Pour autant, le travailleur indépendant qui est victime d’un accident à l’occasion de l’exercice de son activité professionnelle, doit être indemnisé au titre de l’assurance maladie.
En effet, toute personne travaillant ou résidant en France de manière stable et régulière a droit à la prise en charge de ses frais de santé tout au long de sa vie (article L.160-1 du CSS).
La seule différence étant qu’en l’absence d’AVAT la prise en charge ne sera que de 65%, le solde étant à la charge de l’assurance maladie complémentaire.

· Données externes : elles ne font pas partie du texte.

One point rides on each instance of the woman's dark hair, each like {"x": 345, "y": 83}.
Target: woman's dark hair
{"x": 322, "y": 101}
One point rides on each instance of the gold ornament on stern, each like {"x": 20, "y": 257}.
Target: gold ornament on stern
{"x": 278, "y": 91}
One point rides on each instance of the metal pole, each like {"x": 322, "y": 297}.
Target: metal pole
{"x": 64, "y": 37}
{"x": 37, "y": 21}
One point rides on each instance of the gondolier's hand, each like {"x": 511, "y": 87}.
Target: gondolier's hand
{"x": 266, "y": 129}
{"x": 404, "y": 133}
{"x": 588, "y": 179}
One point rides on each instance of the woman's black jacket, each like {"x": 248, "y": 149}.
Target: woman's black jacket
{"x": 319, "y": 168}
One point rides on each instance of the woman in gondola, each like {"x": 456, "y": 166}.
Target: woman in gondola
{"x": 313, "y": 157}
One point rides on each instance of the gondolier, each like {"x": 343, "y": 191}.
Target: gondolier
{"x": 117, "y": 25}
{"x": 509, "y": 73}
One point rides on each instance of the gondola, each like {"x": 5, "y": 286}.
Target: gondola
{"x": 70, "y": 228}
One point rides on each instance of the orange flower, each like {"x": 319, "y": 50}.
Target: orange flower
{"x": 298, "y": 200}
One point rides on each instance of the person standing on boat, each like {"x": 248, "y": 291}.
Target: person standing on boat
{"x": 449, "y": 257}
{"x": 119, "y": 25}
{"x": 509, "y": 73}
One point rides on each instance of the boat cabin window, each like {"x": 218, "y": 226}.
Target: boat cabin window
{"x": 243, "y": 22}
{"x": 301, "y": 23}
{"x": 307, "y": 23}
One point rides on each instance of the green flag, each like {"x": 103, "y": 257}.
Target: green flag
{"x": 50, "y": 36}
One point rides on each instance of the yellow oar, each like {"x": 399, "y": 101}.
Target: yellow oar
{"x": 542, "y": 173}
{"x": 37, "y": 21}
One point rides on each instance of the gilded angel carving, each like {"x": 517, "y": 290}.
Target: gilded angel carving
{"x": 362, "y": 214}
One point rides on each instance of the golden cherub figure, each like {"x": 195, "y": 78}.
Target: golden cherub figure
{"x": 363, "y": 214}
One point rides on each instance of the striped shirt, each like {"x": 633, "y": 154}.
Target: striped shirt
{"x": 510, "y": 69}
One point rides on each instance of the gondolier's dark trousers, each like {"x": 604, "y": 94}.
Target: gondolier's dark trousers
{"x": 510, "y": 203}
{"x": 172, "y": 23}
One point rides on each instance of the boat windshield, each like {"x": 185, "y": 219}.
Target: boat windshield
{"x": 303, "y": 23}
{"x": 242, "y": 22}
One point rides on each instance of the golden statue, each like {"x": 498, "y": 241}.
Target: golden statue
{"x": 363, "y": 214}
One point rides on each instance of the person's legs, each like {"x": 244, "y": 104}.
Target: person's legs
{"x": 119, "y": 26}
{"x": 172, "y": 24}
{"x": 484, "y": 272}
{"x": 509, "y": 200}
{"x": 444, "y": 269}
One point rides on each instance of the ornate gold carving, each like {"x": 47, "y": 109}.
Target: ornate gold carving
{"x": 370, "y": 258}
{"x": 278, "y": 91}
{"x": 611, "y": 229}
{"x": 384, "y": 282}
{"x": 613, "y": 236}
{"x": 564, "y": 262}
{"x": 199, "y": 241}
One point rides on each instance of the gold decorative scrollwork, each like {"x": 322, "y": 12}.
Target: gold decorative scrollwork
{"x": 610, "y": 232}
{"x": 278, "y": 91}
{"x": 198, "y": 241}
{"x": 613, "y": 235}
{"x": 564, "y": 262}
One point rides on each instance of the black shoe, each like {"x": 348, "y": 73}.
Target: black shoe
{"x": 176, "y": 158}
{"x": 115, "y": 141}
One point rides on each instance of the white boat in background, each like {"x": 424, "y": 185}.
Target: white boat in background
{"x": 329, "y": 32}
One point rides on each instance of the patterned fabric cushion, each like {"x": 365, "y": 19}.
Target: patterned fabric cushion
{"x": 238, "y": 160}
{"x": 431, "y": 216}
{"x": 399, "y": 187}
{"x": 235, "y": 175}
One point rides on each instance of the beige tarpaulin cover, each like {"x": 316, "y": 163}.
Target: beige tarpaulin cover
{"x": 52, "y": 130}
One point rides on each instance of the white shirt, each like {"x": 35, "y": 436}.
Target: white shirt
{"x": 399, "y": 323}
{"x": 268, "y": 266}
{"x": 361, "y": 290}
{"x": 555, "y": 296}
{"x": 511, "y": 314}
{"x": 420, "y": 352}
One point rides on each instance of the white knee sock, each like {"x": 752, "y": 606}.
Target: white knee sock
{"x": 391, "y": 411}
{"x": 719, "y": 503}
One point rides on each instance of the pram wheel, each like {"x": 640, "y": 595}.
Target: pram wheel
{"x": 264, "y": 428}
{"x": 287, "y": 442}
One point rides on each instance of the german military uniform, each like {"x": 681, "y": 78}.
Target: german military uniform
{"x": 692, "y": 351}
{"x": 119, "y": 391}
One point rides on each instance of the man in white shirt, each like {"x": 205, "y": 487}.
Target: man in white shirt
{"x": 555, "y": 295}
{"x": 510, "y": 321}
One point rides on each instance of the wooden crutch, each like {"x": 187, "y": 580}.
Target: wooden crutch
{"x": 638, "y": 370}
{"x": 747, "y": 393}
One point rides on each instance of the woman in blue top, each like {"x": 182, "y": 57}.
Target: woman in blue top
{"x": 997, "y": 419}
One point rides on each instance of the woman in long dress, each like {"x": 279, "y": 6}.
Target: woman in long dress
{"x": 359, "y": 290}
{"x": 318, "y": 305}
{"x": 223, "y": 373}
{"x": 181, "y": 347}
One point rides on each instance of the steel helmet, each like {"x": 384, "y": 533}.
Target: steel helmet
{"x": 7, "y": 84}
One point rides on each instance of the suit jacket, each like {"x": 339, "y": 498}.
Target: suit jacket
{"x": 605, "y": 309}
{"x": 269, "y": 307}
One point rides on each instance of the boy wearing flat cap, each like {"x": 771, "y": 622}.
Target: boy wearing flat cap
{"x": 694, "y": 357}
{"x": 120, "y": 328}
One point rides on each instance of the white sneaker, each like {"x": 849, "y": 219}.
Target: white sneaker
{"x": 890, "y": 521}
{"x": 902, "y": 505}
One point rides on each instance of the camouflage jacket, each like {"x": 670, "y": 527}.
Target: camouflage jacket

Et l’argumentaire va même plus loin, puisqu’on y lit aussi :
L’article D.613-17 du CSS prévoit que : « les indemnités journalières sont attribuées à l’assuré qui se trouve dans l’incapacité physique, temporaire, constatée par le médecin traitant, de continuer ou de reprendre une activité professionnelle pour cause de maladie ou d’accident survenu, notamment, pendant l’exercice d’une activité professionnelle artisanale ou industrielle et commerciale ou à la suite de celle-ci. »
En application de l’article D.613-17, les indemnités journalières (IJ) maladie ne sont pas réservées aux arrêts de travail pour maladie, mais également aux arrêts causés par un accident de la vie courante ou d’un accident survenu pendant l’activité professionnelle.
Les travailleurs indépendants ont ainsi droit au versement d’IJ lorsque leur accident (ou maladie) intervient dans le cadre professionnel.
Le Code de la Sécurité Sociale (le CSS) s’applique à TOUT le monde. Il n’est donc pas logique que les PAMC en soient exclus, sous le fallacieux prétexte qu’ils dépendent du Régime Général et non du SSI (et ont donc aussi le douteux privilège de payer 9,75 % de cotisation assurance maladie sur les honoraires non conventionnés contre 6,50% pour ceux qui dépendent du SSI).
Depuis juillet 2021, les médecins peuvent bénéficier d’IJ en cas d’arrêt de travail. Mais même en cas d’accident de travail, et même avec l’AVAT, ces IJ sont limitées à 90 jours avec un délai de carence de 3 jours, au taux habituel maladie et pas au taux majoré ATMP, puis la CARMF prend le relais (attention à bien les avertir dès le début de l’arrêt car les procédures sont longues).
Il faut absolument mettre à plat ce dossier. Si les PAMC ont droit à une prise en charge ATMP et à des IJ, il convient évidemment à la CNAM d’appliquer le CSS qui s’impose naturellement à elle.